Excerpted from Brayboy’s Toward a Tribal Critical Race Theory in Education (TCRT) (2005)
Nine Tenets of Tribal Critical Race Theory:
1. Colonization is endemic to society.
2. U.S. policies toward Indigenous peoples are rooted in imperialism, White supremacy, and a desire for material gain.
3. Indigenous peoples occupy a liminal space that accounts for both the political and racialized natures of our identities.
4. Indigenous peoples have a desire to obtain and forge tribal sovereignty, tribal autonomy, self-determination, and
self-identification.
5. The concepts of culture, knowledge, and power take on new meaning when examined through an Indigenous lens.
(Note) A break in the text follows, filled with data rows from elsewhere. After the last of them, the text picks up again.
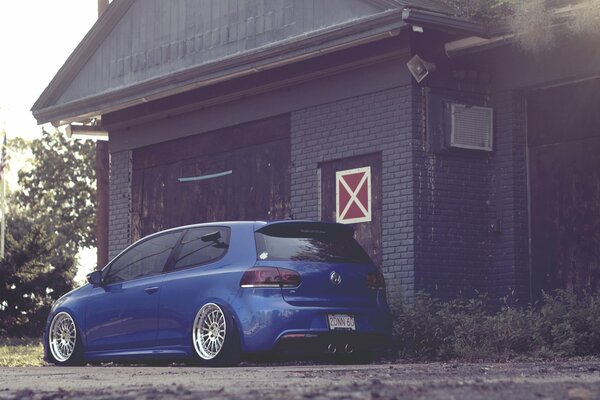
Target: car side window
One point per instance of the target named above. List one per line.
(201, 246)
(147, 258)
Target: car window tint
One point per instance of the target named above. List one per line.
(147, 258)
(201, 246)
(320, 243)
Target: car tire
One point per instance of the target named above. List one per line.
(215, 340)
(64, 342)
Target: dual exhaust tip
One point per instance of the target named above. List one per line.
(332, 348)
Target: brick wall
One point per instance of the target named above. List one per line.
(509, 255)
(452, 213)
(377, 122)
(119, 220)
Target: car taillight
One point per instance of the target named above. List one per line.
(270, 277)
(375, 280)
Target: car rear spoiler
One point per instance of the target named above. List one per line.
(305, 229)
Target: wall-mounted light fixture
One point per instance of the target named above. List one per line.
(77, 131)
(419, 68)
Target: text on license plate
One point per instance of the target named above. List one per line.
(341, 321)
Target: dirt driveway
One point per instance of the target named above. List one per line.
(539, 380)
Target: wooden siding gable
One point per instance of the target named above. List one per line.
(155, 39)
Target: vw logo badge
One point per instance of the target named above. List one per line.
(336, 278)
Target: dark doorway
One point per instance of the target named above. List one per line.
(238, 173)
(368, 234)
(564, 157)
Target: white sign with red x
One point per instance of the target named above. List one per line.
(353, 195)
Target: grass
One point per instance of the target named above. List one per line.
(26, 352)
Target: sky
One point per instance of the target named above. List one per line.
(36, 38)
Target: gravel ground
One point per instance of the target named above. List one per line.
(531, 380)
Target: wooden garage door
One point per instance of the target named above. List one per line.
(350, 194)
(239, 173)
(564, 153)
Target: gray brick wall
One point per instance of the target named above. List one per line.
(509, 255)
(119, 217)
(452, 213)
(377, 122)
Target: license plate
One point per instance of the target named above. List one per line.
(341, 321)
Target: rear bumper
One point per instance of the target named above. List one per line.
(332, 343)
(268, 323)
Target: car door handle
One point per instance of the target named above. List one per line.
(151, 290)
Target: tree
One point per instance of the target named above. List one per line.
(60, 189)
(51, 217)
(34, 273)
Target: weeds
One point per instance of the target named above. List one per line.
(20, 352)
(563, 324)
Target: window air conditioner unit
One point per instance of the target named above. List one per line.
(471, 127)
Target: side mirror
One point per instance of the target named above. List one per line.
(95, 278)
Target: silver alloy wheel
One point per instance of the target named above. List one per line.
(209, 331)
(63, 337)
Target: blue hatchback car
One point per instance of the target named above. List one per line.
(218, 292)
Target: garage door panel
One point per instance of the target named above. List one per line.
(196, 187)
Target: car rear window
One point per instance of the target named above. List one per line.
(309, 242)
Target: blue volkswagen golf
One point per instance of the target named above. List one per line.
(216, 293)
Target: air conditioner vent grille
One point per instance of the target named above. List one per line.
(471, 127)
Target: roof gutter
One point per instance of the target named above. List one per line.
(501, 36)
(446, 23)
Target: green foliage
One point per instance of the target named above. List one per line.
(49, 220)
(23, 352)
(564, 324)
(59, 189)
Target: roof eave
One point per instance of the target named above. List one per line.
(297, 49)
(82, 53)
(450, 24)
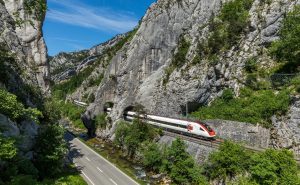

6. Governmental policies and educational policies toward Indigenous peoples are intimately linked around the
problematic goal of assimilation.
7. Tribal philosophies, beliefs, customs, traditions, and visions for the future are central to understanding the lived
realities of Indigenous peoples, but they also illustrate the differences and adaptability among individuals and
groups.
8. Stories are not separate from theory; they make up theory and are, therefore, real and legitimate sources of data and
ways of being.
9. Theory and practice are connected in deep and explicit ways such that scholars must work towards social change.
Brayboy, B. M. (2005 December). Toward aTribal Critical Race Theory in Education. The Urban Review, 37(5), 425-
446.
As scholars with privilege and power within the dominant society, social change becomes our responsibility.